September 20, 2024

Syria suffers disaster upon disaster as earthquake follows years of war

Syria #Syria

Sondos Folfula grew used to the sound of destruction and falling buildings after spending much of the past decade traversing northwards through Syria to escape her country’s civil war.

But while in the past it was bombs or artillery shells that caused the chaos, this week it was a devastating earthquake that has heaped disaster upon disaster for millions of war-weary Syrians.

“I lived for seven years in Idlib [province] through shelling, bombardments, you name it — but this earthquake . . . in one moment, entire neighbourhoods came crashing down,” she told the Financial Times via WhatsApp voice notes from the northern city of Afrin. “At least half the buildings [in Afrin] are not safe to return to and so many residents are sleeping on the street.”

In the nearby town of Jindaris, 250 buildings have collapsed and only a handful had been cleared, she said.

“We’re hearing the screams of people — entire families — still trapped under the rubble,” said Folfula, a mental health worker. There’s no heavy machinery in the area and a few exhausted civil defence workers are clearing the rubble by hand. “They’re running out of time,” she said. “It’s a complete catastrophe.”

The biggest earthquake to strike Turkey in eight decades has also wrought devastation across the border in northwest Syria, an impoverished, war-shattered region that provides pockets of sanctuary for the remnants of the opposition that fought Bashar al-Assad’s regime over a 12-year civil conflict.

In Turkey, President Recep Tayyip Erdoğan has been able to mobilise state institutions to support the arduous search and rescue operations, as he will for the reconstruction that will eventually follow.

But in Syria, the state has all but collapsed and the nation has been fractured by years of fighting, with the quake hitting regions divided between regime-controlled territory and opposition enclaves. At least 1,800 Syrians are confirmed dead, including four aid workers, and nearly 4,000 have been injured across regime and opposition-held areas.

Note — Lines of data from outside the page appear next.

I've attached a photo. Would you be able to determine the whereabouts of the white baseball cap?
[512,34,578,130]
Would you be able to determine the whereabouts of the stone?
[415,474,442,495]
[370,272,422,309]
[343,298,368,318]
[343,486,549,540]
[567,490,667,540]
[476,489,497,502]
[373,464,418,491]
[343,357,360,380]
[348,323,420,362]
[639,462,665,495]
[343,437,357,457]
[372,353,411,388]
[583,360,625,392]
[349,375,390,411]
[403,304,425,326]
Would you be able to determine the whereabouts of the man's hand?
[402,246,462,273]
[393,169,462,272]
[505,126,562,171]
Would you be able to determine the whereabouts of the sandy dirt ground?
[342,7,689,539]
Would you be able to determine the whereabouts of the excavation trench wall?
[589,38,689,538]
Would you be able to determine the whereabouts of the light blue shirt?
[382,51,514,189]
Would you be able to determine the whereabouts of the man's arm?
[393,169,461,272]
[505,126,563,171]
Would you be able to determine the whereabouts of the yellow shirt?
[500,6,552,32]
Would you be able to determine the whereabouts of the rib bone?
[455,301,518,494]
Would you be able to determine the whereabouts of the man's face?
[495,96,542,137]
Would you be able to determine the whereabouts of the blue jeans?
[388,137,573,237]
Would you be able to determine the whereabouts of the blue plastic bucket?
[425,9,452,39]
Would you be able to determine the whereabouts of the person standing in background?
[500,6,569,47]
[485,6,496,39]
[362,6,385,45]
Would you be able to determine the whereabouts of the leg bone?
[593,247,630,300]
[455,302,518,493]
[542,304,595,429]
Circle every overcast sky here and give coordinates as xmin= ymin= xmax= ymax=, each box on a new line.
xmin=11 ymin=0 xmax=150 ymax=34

A Syrian man cries as he sits on the rubble of a collapsed building in the rebel-held town of Jindaris A Syrian man cries as he sits on the rubble of a collapsed building in the rebel-held town of Jindaris © Aaref Watad/AFP/Getty Images

In the opposition’s northern and northwestern pockets, including those under Turkish control, millions of people were dependent on humanitarian aid long before the quake struck, with goods shipped across Turkey’s border.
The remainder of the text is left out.